OpenAI and Molecule.one run a 2.5-month near-autonomous chemistry project end-to-end

GPT-5.4 paired with Molecule.one's lab improved yields on Chan-Lam coupling with primary sulfonamides, a long-standing medicinal chemistry bottleneck.

OpenAI and Molecule.one published research on June 17, 2026 describing a near-autonomous AI chemist that drove a real medicinal chemistry project from literature review to a validated experimental result. GPT-5.4 surveyed the relevant literature, generated and ranked hypotheses, designed experiments, analyzed lab data, and proposed follow-up studies. Molecule.one's Maria AI and physical lab carried out the chemistry. Human chemists steered: they selected which AI proposals to test and validated the final result. The full loop ran roughly 2.5 months, plus another half month for the human team to write up the findings.

The target was the Chan-Lam coupling reaction — specifically the variant involving primary sulfonamides, which has historically produced low yields and bottlenecked use in real drug-design programs. The system's recommended conditions improved yields enough that the reaction becomes practically useful in medicinal chemistry workflows. The result is not a chatbot answering a chemistry question; it is an end-to-end research loop where the model proposed the conditions, the lab ran them, and the answer came back better than the prior literature baseline.

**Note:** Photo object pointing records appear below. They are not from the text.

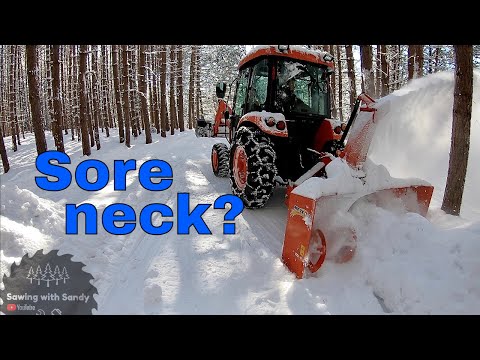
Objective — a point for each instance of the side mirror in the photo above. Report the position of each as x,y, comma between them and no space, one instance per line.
221,89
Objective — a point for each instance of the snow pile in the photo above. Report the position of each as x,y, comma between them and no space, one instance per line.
413,138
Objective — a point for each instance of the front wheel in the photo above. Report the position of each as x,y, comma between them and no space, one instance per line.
220,157
252,167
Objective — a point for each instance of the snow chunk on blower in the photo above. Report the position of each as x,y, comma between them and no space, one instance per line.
318,208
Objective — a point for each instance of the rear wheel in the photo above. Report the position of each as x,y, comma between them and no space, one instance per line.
252,167
220,158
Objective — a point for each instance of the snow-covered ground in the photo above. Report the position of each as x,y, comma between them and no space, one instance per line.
405,264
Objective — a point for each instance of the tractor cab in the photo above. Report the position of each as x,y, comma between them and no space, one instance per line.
280,133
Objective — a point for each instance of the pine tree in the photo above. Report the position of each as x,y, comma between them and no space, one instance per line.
57,104
38,275
126,103
31,274
57,275
82,83
367,69
118,93
12,96
163,90
351,75
34,97
181,120
462,113
65,276
191,89
143,94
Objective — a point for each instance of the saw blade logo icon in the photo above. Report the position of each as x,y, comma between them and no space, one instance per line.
48,284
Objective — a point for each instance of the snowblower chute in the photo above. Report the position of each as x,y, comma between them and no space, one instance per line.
320,224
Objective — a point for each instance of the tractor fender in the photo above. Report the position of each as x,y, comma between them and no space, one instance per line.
260,119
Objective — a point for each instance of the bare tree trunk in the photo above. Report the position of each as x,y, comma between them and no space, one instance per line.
154,89
57,105
340,84
106,112
88,95
3,153
116,80
17,96
132,93
384,61
163,86
198,96
430,59
419,61
143,94
191,105
462,113
181,120
126,104
411,61
12,96
95,94
34,98
82,82
367,69
66,106
437,55
351,75
173,111
378,74
3,150
415,61
333,84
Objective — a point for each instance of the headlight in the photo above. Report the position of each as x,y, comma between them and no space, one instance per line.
328,57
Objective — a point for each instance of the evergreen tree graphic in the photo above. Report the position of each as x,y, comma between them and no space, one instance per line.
65,275
48,275
38,275
31,274
57,275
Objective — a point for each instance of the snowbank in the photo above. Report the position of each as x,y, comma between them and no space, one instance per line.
413,140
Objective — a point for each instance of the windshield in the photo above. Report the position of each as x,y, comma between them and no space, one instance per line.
301,88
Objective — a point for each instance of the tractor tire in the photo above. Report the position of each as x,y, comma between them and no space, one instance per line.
252,167
202,131
220,159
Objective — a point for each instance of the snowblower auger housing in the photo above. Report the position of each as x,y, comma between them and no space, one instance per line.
318,213
280,132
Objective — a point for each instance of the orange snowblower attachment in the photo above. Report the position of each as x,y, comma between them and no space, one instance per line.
320,225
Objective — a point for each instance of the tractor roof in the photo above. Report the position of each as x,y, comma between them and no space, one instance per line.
293,52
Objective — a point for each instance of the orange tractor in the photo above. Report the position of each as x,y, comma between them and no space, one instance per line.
281,133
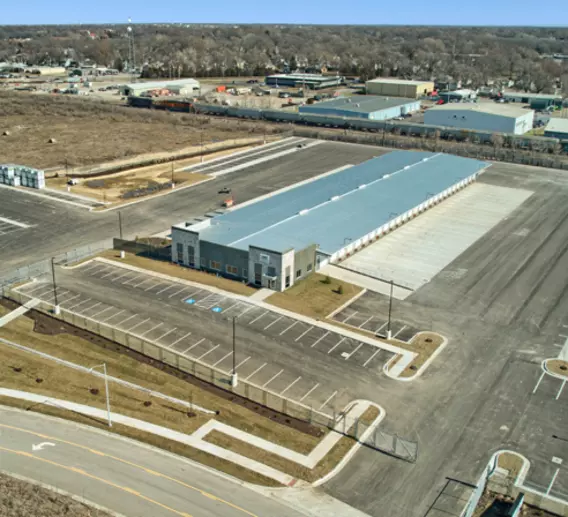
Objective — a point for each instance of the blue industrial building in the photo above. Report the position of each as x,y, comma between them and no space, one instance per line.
285,236
370,107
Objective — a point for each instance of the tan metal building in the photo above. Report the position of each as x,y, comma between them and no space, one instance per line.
399,87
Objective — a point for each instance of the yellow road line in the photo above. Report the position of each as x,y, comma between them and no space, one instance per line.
96,478
126,462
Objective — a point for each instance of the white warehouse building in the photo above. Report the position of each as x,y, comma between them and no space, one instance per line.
497,118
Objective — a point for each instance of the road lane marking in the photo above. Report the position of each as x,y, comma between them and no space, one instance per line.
320,339
289,386
273,377
256,371
309,392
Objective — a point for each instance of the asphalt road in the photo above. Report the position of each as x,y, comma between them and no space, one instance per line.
56,227
122,475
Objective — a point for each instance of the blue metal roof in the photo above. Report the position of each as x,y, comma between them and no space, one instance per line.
347,204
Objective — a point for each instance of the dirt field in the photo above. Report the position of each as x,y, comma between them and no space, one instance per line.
22,499
87,131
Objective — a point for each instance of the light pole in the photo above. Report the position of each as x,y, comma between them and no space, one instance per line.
103,366
234,377
56,308
389,331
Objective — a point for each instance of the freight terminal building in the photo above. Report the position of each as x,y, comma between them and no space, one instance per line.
283,237
363,106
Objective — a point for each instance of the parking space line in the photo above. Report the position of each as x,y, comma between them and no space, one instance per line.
256,371
303,334
113,315
80,303
289,386
153,328
275,321
326,402
164,335
102,312
560,390
287,329
273,377
371,358
308,393
349,317
180,339
194,345
242,362
258,317
320,339
222,359
354,351
403,327
177,292
208,352
166,288
125,320
137,325
336,345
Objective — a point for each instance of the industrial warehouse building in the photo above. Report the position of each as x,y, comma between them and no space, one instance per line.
498,118
363,106
280,239
312,81
399,87
178,86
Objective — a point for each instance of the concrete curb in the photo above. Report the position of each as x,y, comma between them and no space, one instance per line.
427,363
76,498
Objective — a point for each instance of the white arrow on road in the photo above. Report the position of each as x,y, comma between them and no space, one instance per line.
42,445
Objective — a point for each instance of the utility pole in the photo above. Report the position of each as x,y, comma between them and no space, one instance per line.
234,378
56,308
389,331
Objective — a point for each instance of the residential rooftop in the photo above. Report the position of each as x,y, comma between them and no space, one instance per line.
344,205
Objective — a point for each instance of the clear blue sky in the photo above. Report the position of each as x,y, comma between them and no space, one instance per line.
374,12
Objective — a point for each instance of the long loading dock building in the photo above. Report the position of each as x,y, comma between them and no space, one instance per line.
284,237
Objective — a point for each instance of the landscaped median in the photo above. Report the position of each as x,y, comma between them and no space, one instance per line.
30,372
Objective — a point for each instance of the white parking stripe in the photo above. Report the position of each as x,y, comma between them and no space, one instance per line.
113,315
180,339
164,335
194,345
320,339
308,393
336,345
275,321
289,386
258,317
354,351
327,401
256,371
223,358
371,358
349,317
287,329
274,377
242,362
137,325
303,334
208,352
153,328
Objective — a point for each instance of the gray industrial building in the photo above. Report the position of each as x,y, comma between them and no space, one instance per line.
364,106
283,237
177,86
311,81
486,116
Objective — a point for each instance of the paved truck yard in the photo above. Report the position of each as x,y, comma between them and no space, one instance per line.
501,301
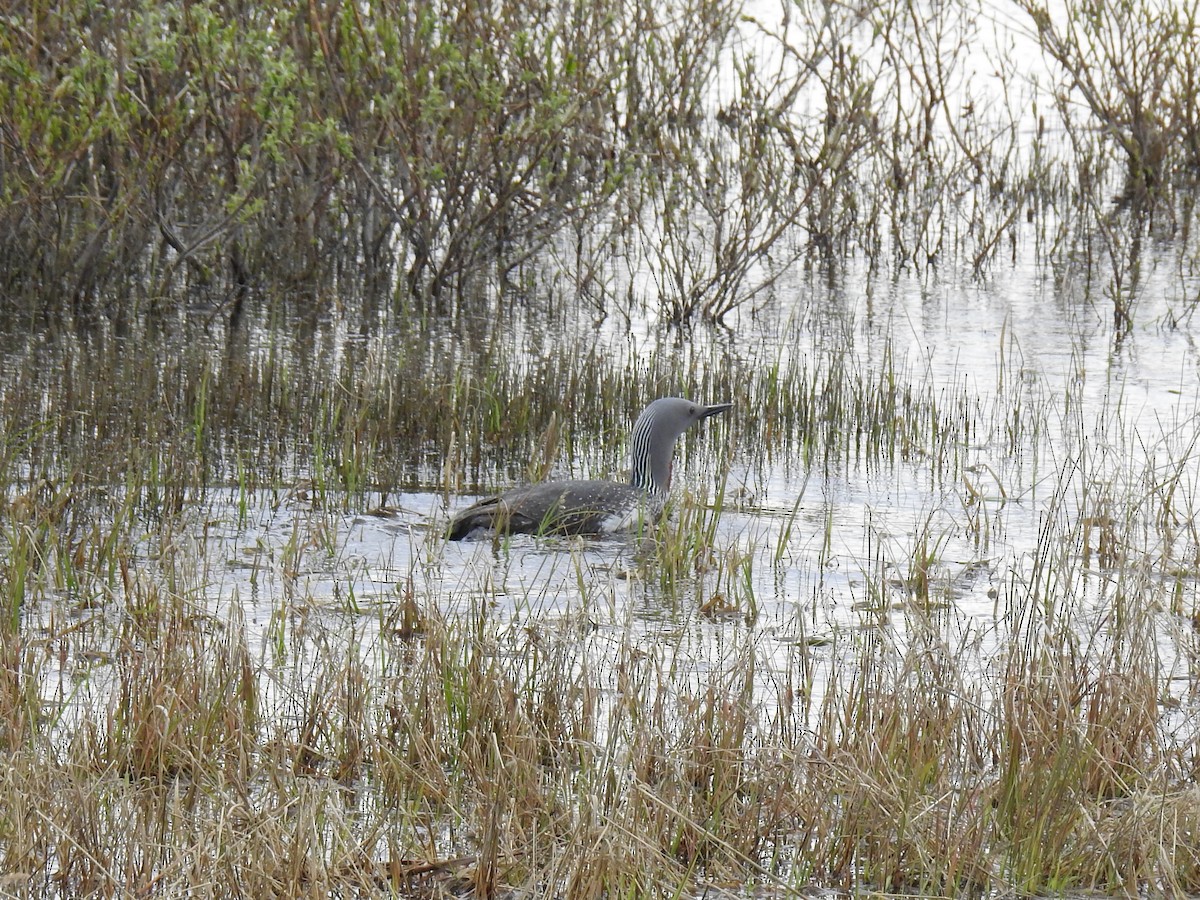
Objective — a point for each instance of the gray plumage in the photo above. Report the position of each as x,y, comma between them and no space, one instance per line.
597,507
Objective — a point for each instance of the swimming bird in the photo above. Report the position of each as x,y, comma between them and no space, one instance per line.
595,507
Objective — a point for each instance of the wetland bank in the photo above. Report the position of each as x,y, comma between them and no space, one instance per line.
282,291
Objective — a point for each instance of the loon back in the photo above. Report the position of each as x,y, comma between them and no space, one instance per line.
595,507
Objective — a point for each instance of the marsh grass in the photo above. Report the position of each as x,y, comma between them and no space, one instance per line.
436,736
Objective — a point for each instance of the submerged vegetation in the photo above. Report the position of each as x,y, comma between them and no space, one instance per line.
279,283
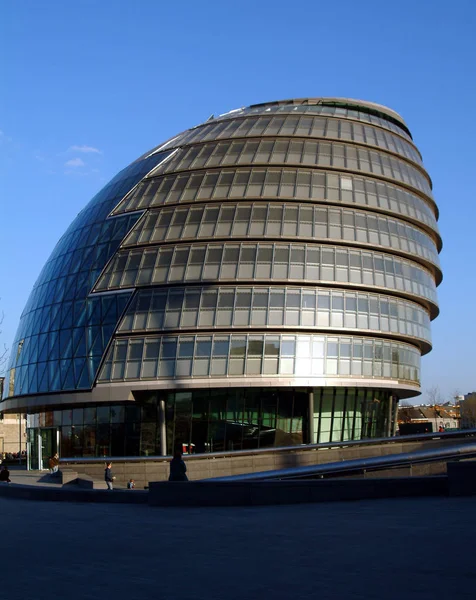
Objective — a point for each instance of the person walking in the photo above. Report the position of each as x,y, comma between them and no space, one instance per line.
108,476
55,463
178,468
5,474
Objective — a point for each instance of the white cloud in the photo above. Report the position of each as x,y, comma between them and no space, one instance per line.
75,162
84,149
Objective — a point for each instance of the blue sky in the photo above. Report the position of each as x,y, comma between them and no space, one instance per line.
89,86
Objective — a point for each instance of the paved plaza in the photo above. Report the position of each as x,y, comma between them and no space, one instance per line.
405,549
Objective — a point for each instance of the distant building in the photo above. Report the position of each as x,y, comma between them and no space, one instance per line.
468,411
446,416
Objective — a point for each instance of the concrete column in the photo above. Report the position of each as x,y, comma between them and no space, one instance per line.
310,420
162,428
391,404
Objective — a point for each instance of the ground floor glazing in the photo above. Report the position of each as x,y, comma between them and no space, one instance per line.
211,420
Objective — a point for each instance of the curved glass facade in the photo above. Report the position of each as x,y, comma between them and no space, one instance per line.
266,278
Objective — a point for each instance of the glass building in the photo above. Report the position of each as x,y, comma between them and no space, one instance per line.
266,278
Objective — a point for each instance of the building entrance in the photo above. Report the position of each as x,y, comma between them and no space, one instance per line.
43,444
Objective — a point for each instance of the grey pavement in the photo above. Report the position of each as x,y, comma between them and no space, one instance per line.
404,548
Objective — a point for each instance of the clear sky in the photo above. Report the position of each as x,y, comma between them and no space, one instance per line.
88,86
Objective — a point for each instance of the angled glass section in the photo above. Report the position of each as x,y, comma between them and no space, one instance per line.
258,355
316,187
63,332
199,308
308,126
230,262
290,220
296,152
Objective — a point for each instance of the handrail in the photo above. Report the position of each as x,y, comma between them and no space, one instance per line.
282,449
374,463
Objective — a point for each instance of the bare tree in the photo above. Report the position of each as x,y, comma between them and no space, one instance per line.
455,396
405,412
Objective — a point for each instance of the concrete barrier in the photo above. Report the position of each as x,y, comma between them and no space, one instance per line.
462,478
72,494
221,493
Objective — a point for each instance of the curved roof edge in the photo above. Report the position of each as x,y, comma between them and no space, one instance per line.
350,101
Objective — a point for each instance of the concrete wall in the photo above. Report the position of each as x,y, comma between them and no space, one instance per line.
204,467
246,493
12,434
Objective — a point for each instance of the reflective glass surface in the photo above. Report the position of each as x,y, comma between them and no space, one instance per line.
174,308
295,153
304,126
63,333
292,220
295,239
203,420
313,186
261,262
341,111
258,355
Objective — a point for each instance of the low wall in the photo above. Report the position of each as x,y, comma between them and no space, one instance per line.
221,493
206,467
75,494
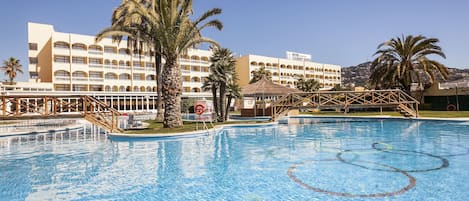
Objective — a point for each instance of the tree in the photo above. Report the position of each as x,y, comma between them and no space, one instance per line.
222,75
140,37
259,73
174,32
307,85
11,68
403,61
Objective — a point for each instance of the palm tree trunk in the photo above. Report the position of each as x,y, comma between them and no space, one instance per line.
159,107
215,100
172,91
228,103
222,102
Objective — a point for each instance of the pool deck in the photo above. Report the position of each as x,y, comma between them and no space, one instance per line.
220,127
199,132
32,129
209,131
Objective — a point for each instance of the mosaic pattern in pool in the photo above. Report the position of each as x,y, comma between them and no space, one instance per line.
308,159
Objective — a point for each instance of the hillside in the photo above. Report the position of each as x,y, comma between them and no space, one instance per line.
358,75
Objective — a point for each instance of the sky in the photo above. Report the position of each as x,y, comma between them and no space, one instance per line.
343,32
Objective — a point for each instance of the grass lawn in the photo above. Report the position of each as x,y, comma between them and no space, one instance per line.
6,122
157,127
422,113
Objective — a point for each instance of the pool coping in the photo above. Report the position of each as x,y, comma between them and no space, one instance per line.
69,127
220,127
199,132
385,117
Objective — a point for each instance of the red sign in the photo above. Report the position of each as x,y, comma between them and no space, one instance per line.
199,109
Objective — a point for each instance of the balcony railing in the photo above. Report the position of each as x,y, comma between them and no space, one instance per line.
95,65
80,79
62,78
95,52
96,79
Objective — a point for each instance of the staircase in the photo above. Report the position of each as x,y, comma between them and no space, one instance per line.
101,114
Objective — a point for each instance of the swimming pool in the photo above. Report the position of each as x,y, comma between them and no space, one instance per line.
308,159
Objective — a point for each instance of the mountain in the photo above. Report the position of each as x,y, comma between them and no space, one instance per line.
359,75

This is the strongest concrete example so far of a frontier model closing the read-design-test-analyze cycle in a wet lab, alongside this year's GPT-5 protein-synthesis work and OpenAI's earlier LifeSciBench release. The architecture matters: a generalist reasoning model handles planning and interpretation, a specialized chemistry AI handles synthesis routing, and a physical lab handles execution. The frontier-lab thesis that LLMs are general scientific planners — long argued, rarely demonstrated — now has receipts in a peer-relevant setting.

Takeaway for learners: scientific AI is moving from "answers questions" to "runs experiments," and the bottleneck is no longer raw model capability — it's the integration between the model, a domain tool stack, and a real lab. If you're studying drug discovery, materials, or any wet science, the most valuable skill of the next few years is being the human who decides which AI-proposed experiments to actually run.